McClaughry also wrote radio commen taries for Ronald Reagan and served as policy advisor for that candidate's 1980 Presidential campaign . . . so when Reagan was elected, he asked the New Englander to join his White House staff as a senior policy advisor. Now, the self-described "hillbilly in Washington" uses his position to promote the need for selfreliance and small-scale food production. As executive secretary of the Cabinet Council on Food and Agriculture, John says he grabs every chance he gets to point out to his federal colleagues the importance of the small farm in this country. Last fall, for example, his office helped prepare a statement in favor of diverse, homestead-based agriculture which was presented by President Reagan at the USDA's Conference on Small Farms.

McClaughry is also pushing for increased attention. to the problems he feels the U.S. would encounter if a massive disruption of our food production and distribution systems were to occur.
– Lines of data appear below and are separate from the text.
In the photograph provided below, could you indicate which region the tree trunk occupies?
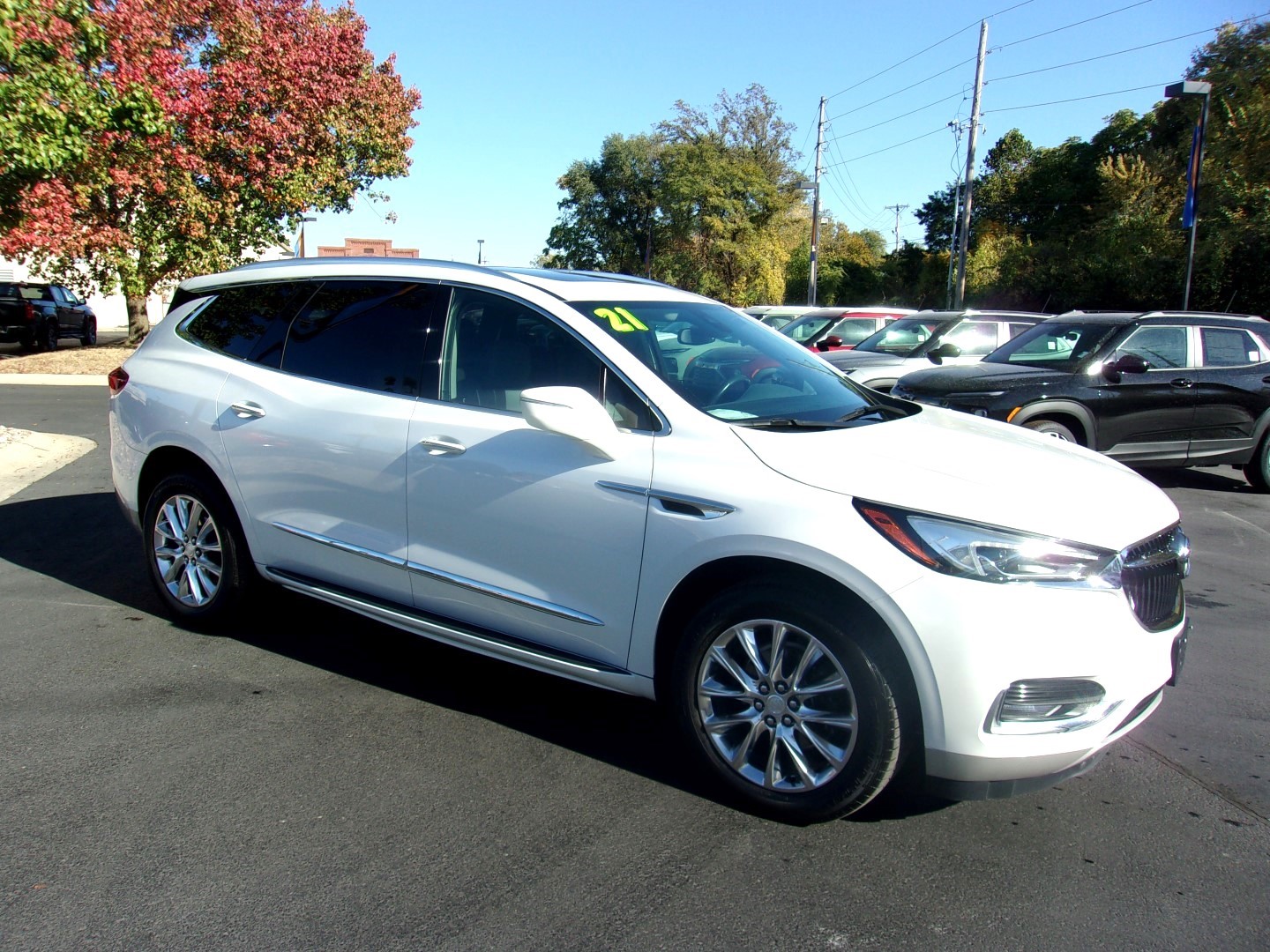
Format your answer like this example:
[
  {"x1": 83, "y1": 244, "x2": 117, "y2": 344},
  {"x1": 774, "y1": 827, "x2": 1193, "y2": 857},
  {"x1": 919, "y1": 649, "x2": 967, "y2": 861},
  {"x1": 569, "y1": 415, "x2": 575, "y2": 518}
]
[{"x1": 126, "y1": 294, "x2": 150, "y2": 344}]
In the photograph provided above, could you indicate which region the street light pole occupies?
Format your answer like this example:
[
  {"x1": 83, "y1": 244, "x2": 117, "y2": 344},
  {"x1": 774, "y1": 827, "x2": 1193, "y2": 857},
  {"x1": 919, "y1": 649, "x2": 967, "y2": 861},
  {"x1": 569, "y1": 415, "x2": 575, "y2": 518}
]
[
  {"x1": 298, "y1": 214, "x2": 318, "y2": 257},
  {"x1": 1164, "y1": 80, "x2": 1213, "y2": 311}
]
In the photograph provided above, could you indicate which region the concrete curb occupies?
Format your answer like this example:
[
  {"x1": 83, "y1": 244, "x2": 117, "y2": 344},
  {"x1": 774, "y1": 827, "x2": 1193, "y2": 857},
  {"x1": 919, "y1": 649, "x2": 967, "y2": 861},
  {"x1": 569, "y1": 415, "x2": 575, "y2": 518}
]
[
  {"x1": 0, "y1": 373, "x2": 107, "y2": 387},
  {"x1": 0, "y1": 427, "x2": 96, "y2": 502}
]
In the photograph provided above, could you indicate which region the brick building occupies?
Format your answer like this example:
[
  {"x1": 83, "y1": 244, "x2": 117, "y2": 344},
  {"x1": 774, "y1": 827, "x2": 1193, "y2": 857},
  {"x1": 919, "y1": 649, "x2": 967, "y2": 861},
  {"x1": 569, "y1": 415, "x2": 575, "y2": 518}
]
[{"x1": 318, "y1": 239, "x2": 419, "y2": 257}]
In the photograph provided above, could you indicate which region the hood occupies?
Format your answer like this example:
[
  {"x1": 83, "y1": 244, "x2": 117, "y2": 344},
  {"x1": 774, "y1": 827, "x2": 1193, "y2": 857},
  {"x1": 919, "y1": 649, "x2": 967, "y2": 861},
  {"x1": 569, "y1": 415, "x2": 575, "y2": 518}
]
[
  {"x1": 820, "y1": 350, "x2": 909, "y2": 370},
  {"x1": 734, "y1": 406, "x2": 1178, "y2": 551},
  {"x1": 904, "y1": 361, "x2": 1072, "y2": 396}
]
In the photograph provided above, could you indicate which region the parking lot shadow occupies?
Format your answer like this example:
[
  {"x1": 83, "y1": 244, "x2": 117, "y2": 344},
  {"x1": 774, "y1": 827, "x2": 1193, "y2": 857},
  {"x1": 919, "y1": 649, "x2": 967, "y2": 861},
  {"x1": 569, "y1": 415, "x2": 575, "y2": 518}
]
[{"x1": 0, "y1": 493, "x2": 160, "y2": 614}]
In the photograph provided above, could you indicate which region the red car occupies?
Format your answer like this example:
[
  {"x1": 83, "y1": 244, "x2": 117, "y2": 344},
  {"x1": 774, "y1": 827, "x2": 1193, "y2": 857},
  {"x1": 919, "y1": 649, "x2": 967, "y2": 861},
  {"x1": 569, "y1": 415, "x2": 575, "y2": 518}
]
[{"x1": 780, "y1": 307, "x2": 915, "y2": 352}]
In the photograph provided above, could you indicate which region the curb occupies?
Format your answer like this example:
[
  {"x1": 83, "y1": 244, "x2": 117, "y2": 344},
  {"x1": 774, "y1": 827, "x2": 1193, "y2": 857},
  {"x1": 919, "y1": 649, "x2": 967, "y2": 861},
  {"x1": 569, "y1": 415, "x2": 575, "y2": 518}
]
[
  {"x1": 0, "y1": 426, "x2": 96, "y2": 502},
  {"x1": 0, "y1": 373, "x2": 107, "y2": 387}
]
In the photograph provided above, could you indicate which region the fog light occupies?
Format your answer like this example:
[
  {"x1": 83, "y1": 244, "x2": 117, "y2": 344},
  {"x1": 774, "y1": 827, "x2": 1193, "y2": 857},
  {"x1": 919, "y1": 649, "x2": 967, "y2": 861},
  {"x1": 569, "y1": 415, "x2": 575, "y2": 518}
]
[{"x1": 992, "y1": 678, "x2": 1108, "y2": 730}]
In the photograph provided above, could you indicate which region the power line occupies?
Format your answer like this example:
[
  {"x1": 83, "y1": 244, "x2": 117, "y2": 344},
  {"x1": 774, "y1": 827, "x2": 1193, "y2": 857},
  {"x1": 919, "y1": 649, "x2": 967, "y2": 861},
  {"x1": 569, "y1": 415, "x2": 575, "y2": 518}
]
[
  {"x1": 992, "y1": 17, "x2": 1259, "y2": 83},
  {"x1": 826, "y1": 125, "x2": 950, "y2": 167},
  {"x1": 825, "y1": 0, "x2": 1041, "y2": 101},
  {"x1": 993, "y1": 0, "x2": 1155, "y2": 52},
  {"x1": 983, "y1": 80, "x2": 1169, "y2": 115}
]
In that situation, the Vermont policymaker maintains, our only salvation would likely be the small, localized farm unit . . . so "having a source of food and fiber close to home is a very legitimate function of governmental farm policy".

Unfortunately—as McClaughry has observed from his unique vantage point inside the Reagan administration—governmental attitudes don't normally run that way. For instance, he notes that "there is some sentiment in the Agriculture Department that the person who works part time, off the farm, to supplement his or her income isn't a 'real' farmer". He feels very strongly that such individuals "have got to be a part of federal or state farm policy, rather than leave that policy exclusively for the major crop producers". As long as he's got access to the Presidential "ear", John McClaughry intends to work energetically to bring about such a change.—JM.